サッカー元日本代表 大久保嘉人さん 1年弱の親子二人暮らし 家事と子どもの成長に向き合って
現役最後に初の「子連れ単身赴任」
現役最後の2021年シーズンは、J1セレッソ大阪でプレーすることが決まり、横浜に妻と4人の息子を残して大阪に単身赴任するつもりでした。すると、当時小学4年の三男が「ついていく」と言って聞かない。シーズン中の1年弱、初めて子連れ単身赴任をすることになりました。
何も考えてなかったんですよ。でも、いざ二人生活が始まると「何か食べさせてあげないと死ぬなぁ」って。最初は朝ご飯でインスタントみそ汁をつくると、三男に「これほぼお湯だよ」って言われました。具の袋は入れたんですが、みその袋を入れることを知らなかった。
そこからがスタート。料理は「食べたいな」と思うものの食材を妻に相談し、作り方をYouTubeで調べました。調味料は「これくらいかな」と感覚で。太刀魚の煮付けをつくると三男は「おいしい」と言ってくれ、うれしかった。遠足で弁当を持参する日には、キャラクター柄の弁当を用意。大事な試合に臨む前日と同じように、作り方を何度もイメージしました。
二人だから、小さな成長に気づく
三男との生活では、成長を間近で見ることができました。三男はサッカーの練習から帰ると、スパイクの土を落として家に入るようになったり、朝早くにご飯を食べて一人で出かけられるようになったり。二人だからこそ、小さな成長に気づけたと思います。
横浜で妻と暮らしていた時は、何もしませんでした。料理や洗濯、掃除、子どもの宿題…毎日やるのは本当に大変。再び家に帰った今は、現役時より忙しくなり、何もやってないけれど、洗濯やごはんのありがたみが分かります。
「友達のような父親」になりたい
子どものころは、福岡県の団地で姉、妹と5人家族で育ちました。トラック運転手の父は優しく、毎日一緒に風呂に入り、同じ布団で寝ていました。母は元バレーボール選手。父母は勝負事に厳しく「サッカーでは誰にも負けるな」と教えられました。裕福ではありませんでしたが、強豪の国見中学・高校に下宿をさせてもらい、「両親を楽にしたい」とプロを志しました。

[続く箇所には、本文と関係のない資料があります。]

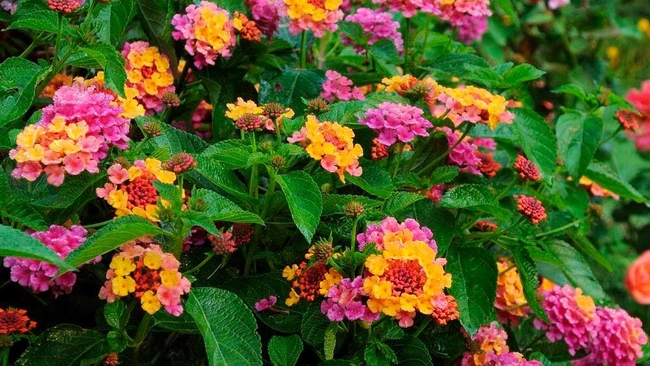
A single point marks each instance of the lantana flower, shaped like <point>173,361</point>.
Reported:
<point>148,273</point>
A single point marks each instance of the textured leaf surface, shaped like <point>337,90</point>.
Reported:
<point>578,137</point>
<point>284,351</point>
<point>538,141</point>
<point>304,199</point>
<point>227,325</point>
<point>474,282</point>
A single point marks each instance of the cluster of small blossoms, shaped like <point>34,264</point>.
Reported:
<point>390,230</point>
<point>37,275</point>
<point>595,189</point>
<point>309,282</point>
<point>317,16</point>
<point>526,169</point>
<point>338,87</point>
<point>65,6</point>
<point>148,273</point>
<point>489,347</point>
<point>207,30</point>
<point>532,208</point>
<point>266,14</point>
<point>246,28</point>
<point>14,322</point>
<point>395,122</point>
<point>332,145</point>
<point>344,302</point>
<point>73,135</point>
<point>376,24</point>
<point>130,190</point>
<point>55,84</point>
<point>149,73</point>
<point>248,116</point>
<point>510,301</point>
<point>406,278</point>
<point>472,104</point>
<point>608,336</point>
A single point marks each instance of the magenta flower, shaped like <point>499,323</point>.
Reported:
<point>37,275</point>
<point>390,226</point>
<point>376,24</point>
<point>338,87</point>
<point>267,303</point>
<point>396,122</point>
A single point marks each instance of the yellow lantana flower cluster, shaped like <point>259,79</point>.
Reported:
<point>332,145</point>
<point>404,279</point>
<point>130,190</point>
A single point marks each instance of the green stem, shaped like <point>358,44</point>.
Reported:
<point>140,335</point>
<point>353,238</point>
<point>198,266</point>
<point>303,50</point>
<point>508,188</point>
<point>253,188</point>
<point>422,326</point>
<point>451,148</point>
<point>559,229</point>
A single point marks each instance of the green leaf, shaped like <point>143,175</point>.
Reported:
<point>399,201</point>
<point>537,140</point>
<point>587,248</point>
<point>122,230</point>
<point>115,314</point>
<point>571,89</point>
<point>252,289</point>
<point>233,154</point>
<point>473,197</point>
<point>35,15</point>
<point>576,268</point>
<point>329,343</point>
<point>109,20</point>
<point>374,179</point>
<point>304,199</point>
<point>64,345</point>
<point>605,177</point>
<point>474,282</point>
<point>529,279</point>
<point>113,64</point>
<point>18,80</point>
<point>314,324</point>
<point>521,73</point>
<point>284,351</point>
<point>289,87</point>
<point>444,174</point>
<point>227,325</point>
<point>15,243</point>
<point>578,137</point>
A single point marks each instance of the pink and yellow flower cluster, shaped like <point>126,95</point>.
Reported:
<point>207,30</point>
<point>149,73</point>
<point>73,135</point>
<point>332,145</point>
<point>131,191</point>
<point>150,274</point>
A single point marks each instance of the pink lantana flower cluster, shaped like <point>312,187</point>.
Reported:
<point>343,302</point>
<point>490,348</point>
<point>390,229</point>
<point>37,275</point>
<point>376,24</point>
<point>150,274</point>
<point>73,135</point>
<point>396,122</point>
<point>149,72</point>
<point>207,31</point>
<point>608,336</point>
<point>338,87</point>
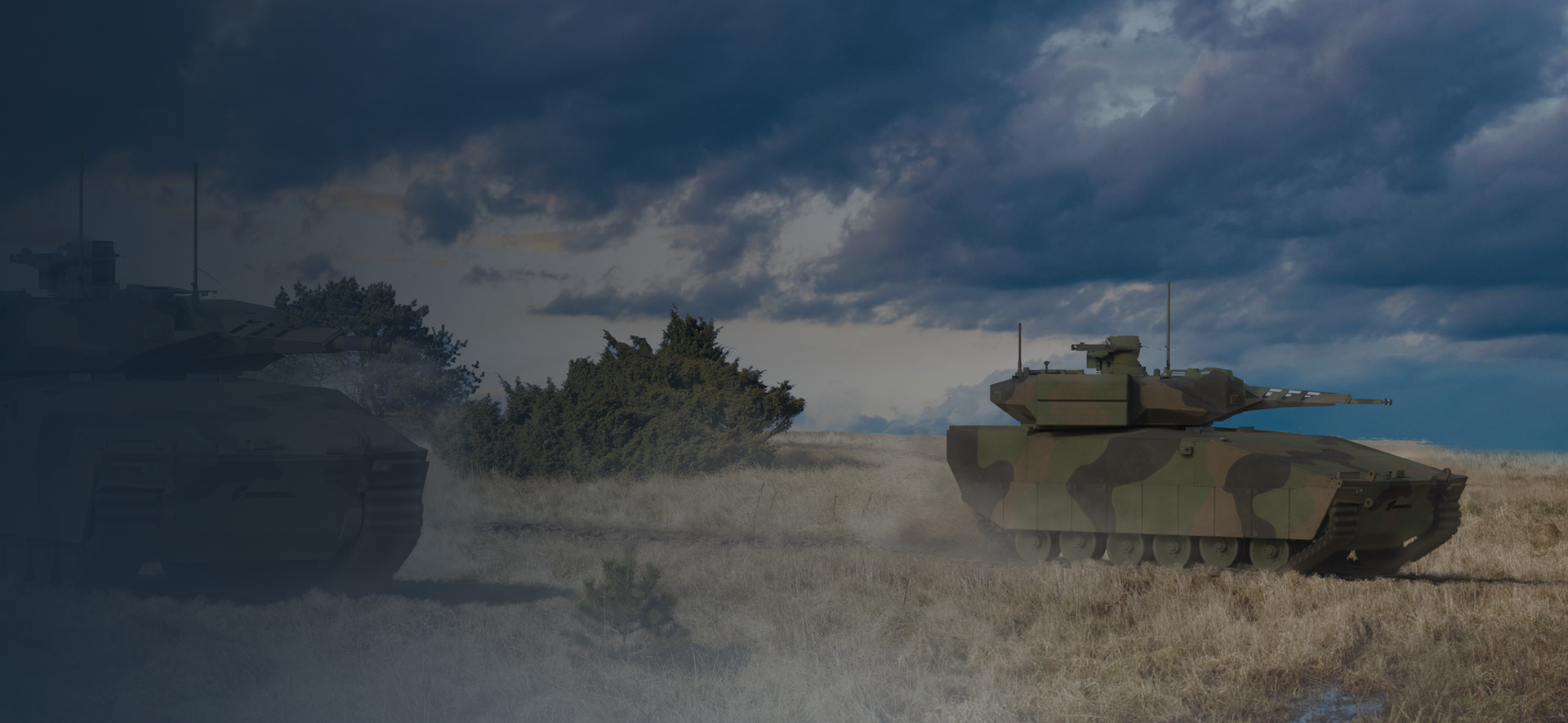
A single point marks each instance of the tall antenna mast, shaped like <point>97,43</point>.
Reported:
<point>195,293</point>
<point>82,243</point>
<point>1167,328</point>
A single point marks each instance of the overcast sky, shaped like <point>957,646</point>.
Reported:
<point>1366,198</point>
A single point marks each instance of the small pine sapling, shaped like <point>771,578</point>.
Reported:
<point>626,615</point>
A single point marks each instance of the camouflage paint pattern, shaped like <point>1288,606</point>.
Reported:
<point>1114,453</point>
<point>131,438</point>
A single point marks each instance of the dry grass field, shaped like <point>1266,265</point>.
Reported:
<point>844,586</point>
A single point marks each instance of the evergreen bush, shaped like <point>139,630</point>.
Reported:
<point>679,408</point>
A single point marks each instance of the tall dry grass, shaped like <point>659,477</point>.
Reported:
<point>845,586</point>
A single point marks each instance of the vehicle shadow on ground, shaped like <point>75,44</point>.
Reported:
<point>443,591</point>
<point>1463,578</point>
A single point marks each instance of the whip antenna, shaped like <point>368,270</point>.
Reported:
<point>1167,328</point>
<point>195,293</point>
<point>82,243</point>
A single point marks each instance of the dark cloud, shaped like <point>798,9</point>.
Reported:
<point>714,298</point>
<point>482,274</point>
<point>313,269</point>
<point>1321,170</point>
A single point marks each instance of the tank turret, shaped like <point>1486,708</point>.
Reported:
<point>1125,394</point>
<point>1128,465</point>
<point>88,324</point>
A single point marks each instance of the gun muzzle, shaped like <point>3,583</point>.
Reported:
<point>359,344</point>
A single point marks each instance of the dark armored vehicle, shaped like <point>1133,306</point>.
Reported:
<point>1129,465</point>
<point>129,438</point>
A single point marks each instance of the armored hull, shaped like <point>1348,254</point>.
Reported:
<point>109,474</point>
<point>1101,465</point>
<point>132,438</point>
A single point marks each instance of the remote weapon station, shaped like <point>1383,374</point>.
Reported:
<point>131,438</point>
<point>1128,465</point>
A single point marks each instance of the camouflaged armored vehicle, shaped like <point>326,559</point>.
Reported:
<point>129,438</point>
<point>1128,465</point>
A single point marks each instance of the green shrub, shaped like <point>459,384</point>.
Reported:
<point>679,408</point>
<point>625,615</point>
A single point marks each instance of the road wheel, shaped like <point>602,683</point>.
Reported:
<point>1218,551</point>
<point>1080,545</point>
<point>1128,549</point>
<point>1175,551</point>
<point>1037,545</point>
<point>1269,554</point>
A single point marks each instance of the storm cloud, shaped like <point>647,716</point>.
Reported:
<point>1303,172</point>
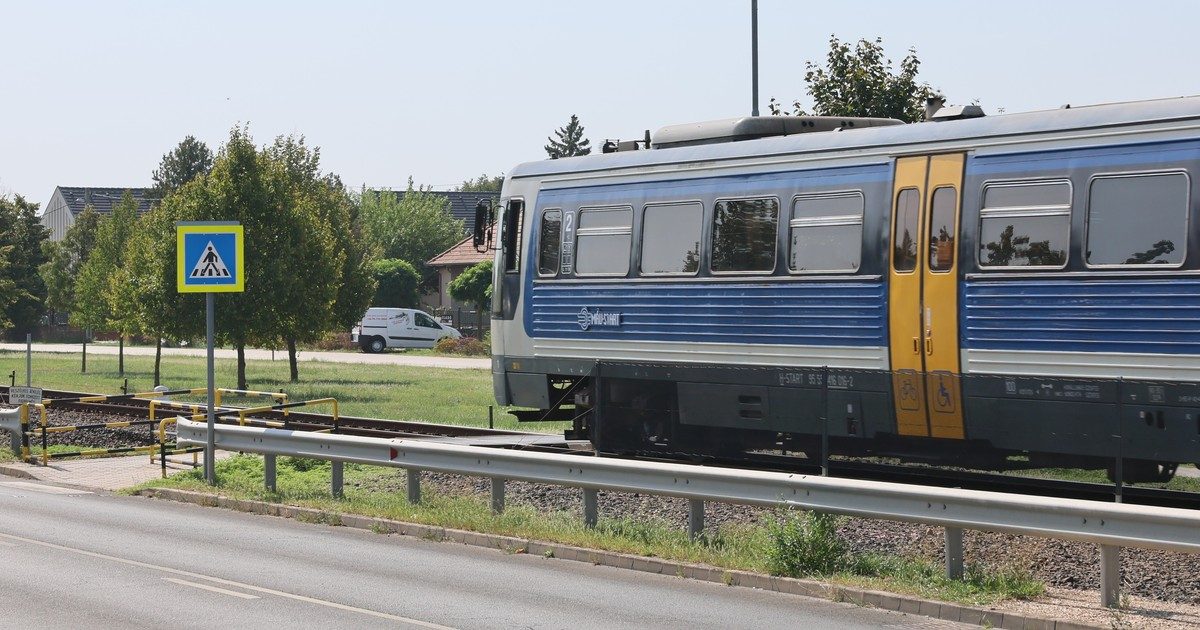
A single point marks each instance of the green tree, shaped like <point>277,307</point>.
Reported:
<point>316,262</point>
<point>24,233</point>
<point>189,160</point>
<point>413,227</point>
<point>399,283</point>
<point>94,300</point>
<point>859,82</point>
<point>66,258</point>
<point>474,286</point>
<point>483,184</point>
<point>143,292</point>
<point>570,141</point>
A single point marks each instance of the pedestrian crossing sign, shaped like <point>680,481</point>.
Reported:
<point>210,257</point>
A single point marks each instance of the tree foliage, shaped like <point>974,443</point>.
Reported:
<point>483,184</point>
<point>93,300</point>
<point>66,258</point>
<point>189,160</point>
<point>569,141</point>
<point>859,82</point>
<point>414,226</point>
<point>23,235</point>
<point>399,285</point>
<point>474,286</point>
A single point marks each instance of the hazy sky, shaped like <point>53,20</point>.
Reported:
<point>95,93</point>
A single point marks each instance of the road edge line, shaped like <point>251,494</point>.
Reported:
<point>703,573</point>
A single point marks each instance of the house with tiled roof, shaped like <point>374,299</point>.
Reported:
<point>453,262</point>
<point>69,202</point>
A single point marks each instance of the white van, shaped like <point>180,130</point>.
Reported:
<point>399,328</point>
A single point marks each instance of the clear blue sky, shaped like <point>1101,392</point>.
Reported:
<point>95,93</point>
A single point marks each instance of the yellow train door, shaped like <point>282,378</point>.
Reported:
<point>923,295</point>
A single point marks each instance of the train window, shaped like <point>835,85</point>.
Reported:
<point>1138,220</point>
<point>826,232</point>
<point>511,241</point>
<point>904,237</point>
<point>603,241</point>
<point>744,234</point>
<point>942,229</point>
<point>550,241</point>
<point>1025,223</point>
<point>671,238</point>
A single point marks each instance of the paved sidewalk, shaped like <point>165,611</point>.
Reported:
<point>450,363</point>
<point>102,473</point>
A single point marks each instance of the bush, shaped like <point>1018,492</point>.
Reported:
<point>805,544</point>
<point>399,283</point>
<point>467,346</point>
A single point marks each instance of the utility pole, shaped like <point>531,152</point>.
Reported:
<point>754,58</point>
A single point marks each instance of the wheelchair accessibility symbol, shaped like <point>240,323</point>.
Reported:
<point>943,402</point>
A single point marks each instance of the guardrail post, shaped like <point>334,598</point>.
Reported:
<point>497,496</point>
<point>954,552</point>
<point>414,485</point>
<point>591,508</point>
<point>695,517</point>
<point>269,472</point>
<point>336,483</point>
<point>1110,576</point>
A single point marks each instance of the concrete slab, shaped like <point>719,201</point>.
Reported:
<point>101,473</point>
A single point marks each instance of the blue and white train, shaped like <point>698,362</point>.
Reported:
<point>971,288</point>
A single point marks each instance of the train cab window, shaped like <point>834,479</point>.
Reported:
<point>1138,220</point>
<point>826,233</point>
<point>511,241</point>
<point>550,240</point>
<point>671,238</point>
<point>603,241</point>
<point>1025,225</point>
<point>744,234</point>
<point>906,231</point>
<point>942,228</point>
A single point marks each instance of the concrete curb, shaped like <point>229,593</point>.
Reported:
<point>16,472</point>
<point>809,588</point>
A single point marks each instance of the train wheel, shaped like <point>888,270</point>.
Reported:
<point>1144,472</point>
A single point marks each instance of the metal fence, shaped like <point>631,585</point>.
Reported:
<point>1110,526</point>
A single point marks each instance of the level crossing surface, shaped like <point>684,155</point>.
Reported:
<point>78,558</point>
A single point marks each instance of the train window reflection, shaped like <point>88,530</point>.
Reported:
<point>904,237</point>
<point>603,241</point>
<point>1138,220</point>
<point>671,239</point>
<point>550,243</point>
<point>744,234</point>
<point>1025,223</point>
<point>826,232</point>
<point>942,229</point>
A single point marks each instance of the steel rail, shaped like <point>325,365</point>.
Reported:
<point>1083,521</point>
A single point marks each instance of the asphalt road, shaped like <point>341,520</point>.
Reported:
<point>387,358</point>
<point>76,559</point>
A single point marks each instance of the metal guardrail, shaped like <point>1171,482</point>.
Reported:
<point>1109,525</point>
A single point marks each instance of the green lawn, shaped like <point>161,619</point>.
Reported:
<point>378,492</point>
<point>399,393</point>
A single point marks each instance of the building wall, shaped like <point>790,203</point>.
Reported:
<point>58,216</point>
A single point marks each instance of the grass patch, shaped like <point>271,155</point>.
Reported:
<point>785,544</point>
<point>807,544</point>
<point>397,393</point>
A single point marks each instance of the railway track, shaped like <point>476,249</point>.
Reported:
<point>853,469</point>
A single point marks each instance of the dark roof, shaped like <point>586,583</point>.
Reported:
<point>462,204</point>
<point>103,199</point>
<point>463,253</point>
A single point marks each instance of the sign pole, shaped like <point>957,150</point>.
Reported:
<point>210,473</point>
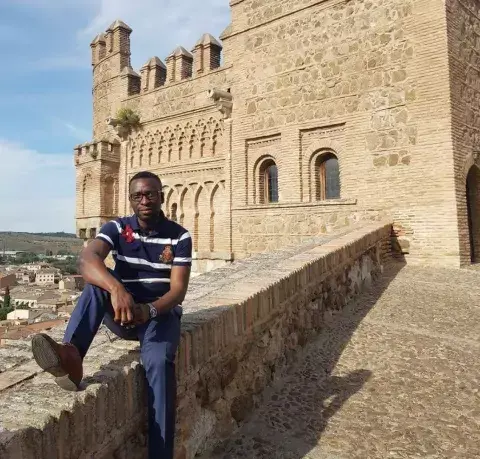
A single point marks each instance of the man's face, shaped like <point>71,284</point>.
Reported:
<point>146,198</point>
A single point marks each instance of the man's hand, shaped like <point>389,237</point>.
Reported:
<point>123,304</point>
<point>141,313</point>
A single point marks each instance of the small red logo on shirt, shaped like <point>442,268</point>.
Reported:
<point>167,254</point>
<point>127,233</point>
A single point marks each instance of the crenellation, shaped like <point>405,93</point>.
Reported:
<point>179,65</point>
<point>99,48</point>
<point>154,74</point>
<point>207,54</point>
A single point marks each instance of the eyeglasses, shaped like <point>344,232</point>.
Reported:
<point>150,195</point>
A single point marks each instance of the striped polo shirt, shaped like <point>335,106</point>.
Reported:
<point>144,261</point>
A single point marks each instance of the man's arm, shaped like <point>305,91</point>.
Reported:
<point>179,279</point>
<point>92,266</point>
<point>93,269</point>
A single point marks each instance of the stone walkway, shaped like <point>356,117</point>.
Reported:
<point>396,375</point>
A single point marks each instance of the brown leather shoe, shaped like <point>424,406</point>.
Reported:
<point>61,360</point>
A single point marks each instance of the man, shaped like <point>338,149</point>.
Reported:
<point>140,299</point>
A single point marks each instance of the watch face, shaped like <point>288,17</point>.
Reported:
<point>153,311</point>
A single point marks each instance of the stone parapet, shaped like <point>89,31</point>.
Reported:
<point>242,328</point>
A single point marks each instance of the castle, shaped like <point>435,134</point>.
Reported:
<point>308,116</point>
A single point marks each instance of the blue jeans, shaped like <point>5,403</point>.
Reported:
<point>159,339</point>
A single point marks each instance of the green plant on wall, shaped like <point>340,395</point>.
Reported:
<point>127,120</point>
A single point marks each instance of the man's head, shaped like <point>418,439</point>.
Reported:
<point>146,197</point>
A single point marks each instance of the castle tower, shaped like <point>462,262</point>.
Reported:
<point>97,188</point>
<point>110,58</point>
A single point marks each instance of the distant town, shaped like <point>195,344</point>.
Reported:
<point>37,291</point>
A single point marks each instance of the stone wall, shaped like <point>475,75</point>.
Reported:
<point>243,326</point>
<point>386,86</point>
<point>464,58</point>
<point>367,81</point>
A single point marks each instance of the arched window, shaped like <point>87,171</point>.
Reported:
<point>327,177</point>
<point>173,212</point>
<point>268,185</point>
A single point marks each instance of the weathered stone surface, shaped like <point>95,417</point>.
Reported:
<point>386,86</point>
<point>243,327</point>
<point>395,374</point>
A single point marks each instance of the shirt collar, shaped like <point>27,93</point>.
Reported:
<point>157,228</point>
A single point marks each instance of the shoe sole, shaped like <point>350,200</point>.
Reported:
<point>44,353</point>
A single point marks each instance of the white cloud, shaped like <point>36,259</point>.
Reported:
<point>160,26</point>
<point>77,131</point>
<point>37,190</point>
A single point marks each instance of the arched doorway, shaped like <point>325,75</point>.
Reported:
<point>473,212</point>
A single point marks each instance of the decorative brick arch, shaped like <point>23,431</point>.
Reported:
<point>315,159</point>
<point>472,202</point>
<point>219,218</point>
<point>187,214</point>
<point>110,195</point>
<point>259,180</point>
<point>85,182</point>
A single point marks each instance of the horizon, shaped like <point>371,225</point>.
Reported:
<point>46,100</point>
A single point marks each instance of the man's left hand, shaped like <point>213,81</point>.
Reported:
<point>141,313</point>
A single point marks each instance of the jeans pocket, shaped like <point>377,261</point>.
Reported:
<point>178,310</point>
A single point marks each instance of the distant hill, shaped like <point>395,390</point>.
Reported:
<point>40,242</point>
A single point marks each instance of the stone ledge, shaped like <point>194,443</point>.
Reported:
<point>288,205</point>
<point>236,340</point>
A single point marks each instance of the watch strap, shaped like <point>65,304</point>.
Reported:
<point>153,310</point>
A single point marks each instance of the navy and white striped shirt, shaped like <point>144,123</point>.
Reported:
<point>144,262</point>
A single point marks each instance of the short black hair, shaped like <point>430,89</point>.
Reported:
<point>145,175</point>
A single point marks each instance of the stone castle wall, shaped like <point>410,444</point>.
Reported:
<point>365,80</point>
<point>368,82</point>
<point>238,337</point>
<point>463,18</point>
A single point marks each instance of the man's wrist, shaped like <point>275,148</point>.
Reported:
<point>152,310</point>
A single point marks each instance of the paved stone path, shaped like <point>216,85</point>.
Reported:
<point>396,375</point>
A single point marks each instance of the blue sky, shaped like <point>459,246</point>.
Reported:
<point>45,90</point>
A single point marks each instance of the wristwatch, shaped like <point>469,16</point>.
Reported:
<point>153,310</point>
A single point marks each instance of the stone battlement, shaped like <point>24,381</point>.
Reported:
<point>242,328</point>
<point>180,64</point>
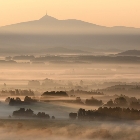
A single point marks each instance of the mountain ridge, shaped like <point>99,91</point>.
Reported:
<point>48,24</point>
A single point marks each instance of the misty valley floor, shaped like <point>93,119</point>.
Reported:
<point>24,129</point>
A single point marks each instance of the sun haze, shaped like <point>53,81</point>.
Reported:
<point>101,12</point>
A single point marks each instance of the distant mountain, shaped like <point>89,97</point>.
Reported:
<point>130,53</point>
<point>39,36</point>
<point>51,25</point>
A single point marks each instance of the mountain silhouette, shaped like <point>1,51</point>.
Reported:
<point>48,32</point>
<point>48,24</point>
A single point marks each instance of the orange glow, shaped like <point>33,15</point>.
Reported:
<point>101,12</point>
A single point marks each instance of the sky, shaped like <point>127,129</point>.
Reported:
<point>102,12</point>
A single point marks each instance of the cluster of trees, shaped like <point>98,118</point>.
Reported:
<point>85,92</point>
<point>18,92</point>
<point>91,102</point>
<point>22,112</point>
<point>17,101</point>
<point>94,102</point>
<point>124,101</point>
<point>77,101</point>
<point>55,93</point>
<point>107,113</point>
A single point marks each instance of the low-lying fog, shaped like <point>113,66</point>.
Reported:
<point>67,130</point>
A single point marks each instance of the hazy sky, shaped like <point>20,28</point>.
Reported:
<point>102,12</point>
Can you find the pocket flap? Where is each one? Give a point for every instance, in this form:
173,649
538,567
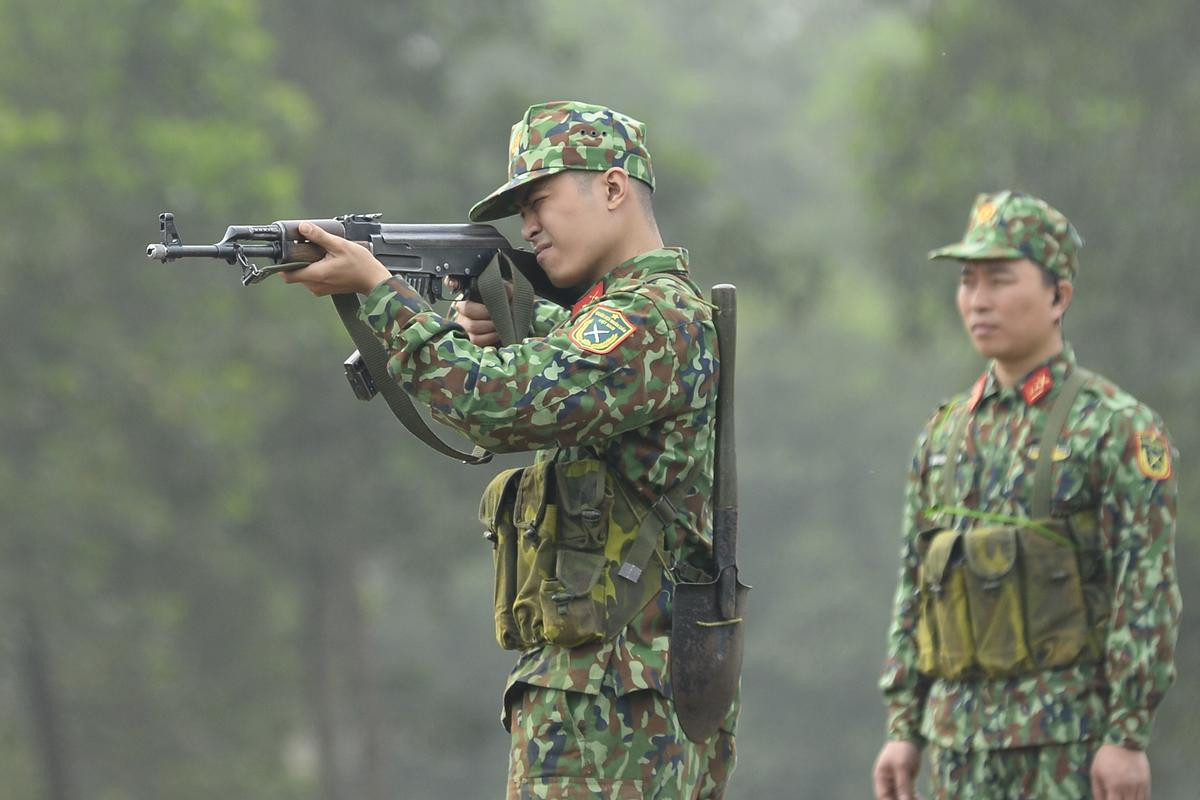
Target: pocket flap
937,554
531,500
990,551
579,572
580,485
497,497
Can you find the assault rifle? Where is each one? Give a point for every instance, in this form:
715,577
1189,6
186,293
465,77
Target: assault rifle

息子たちはサッカーをやっていますが、ああしろ、こうしろとは一切言いません。自分は子どものころ、怒られるとやる気をなくしていた。なるべく見守り、何か聞かれたら経験を伝えています。
なりたいのは、友達のような父親。昔、父は優しかったけど「友達とけんかした」とかは言えなかった。何でも言ってくれた方が、楽しくないですか。息子とは公園で一緒にサッカーしたり「学校は楽しいか?」「彼女は?」と積極的に話しかけます。何でも言い合えるのは心地よく、気持ちいいじゃないですか。
大久保嘉人(おおくぼ・よしと)
1982年、福岡県生まれ。サッカー元日本代表。現在はタレント。セレッソ大阪やスペイン、ドイツのクラブ、川崎フロンターレなどで活躍後、2021年にセレッソに復帰し、同年引退。J1最多得点(191点)を記録。代表60試合出場6得点。2010、2014年ワールドカップに出場。家族は妻と5~17歳の息子4人。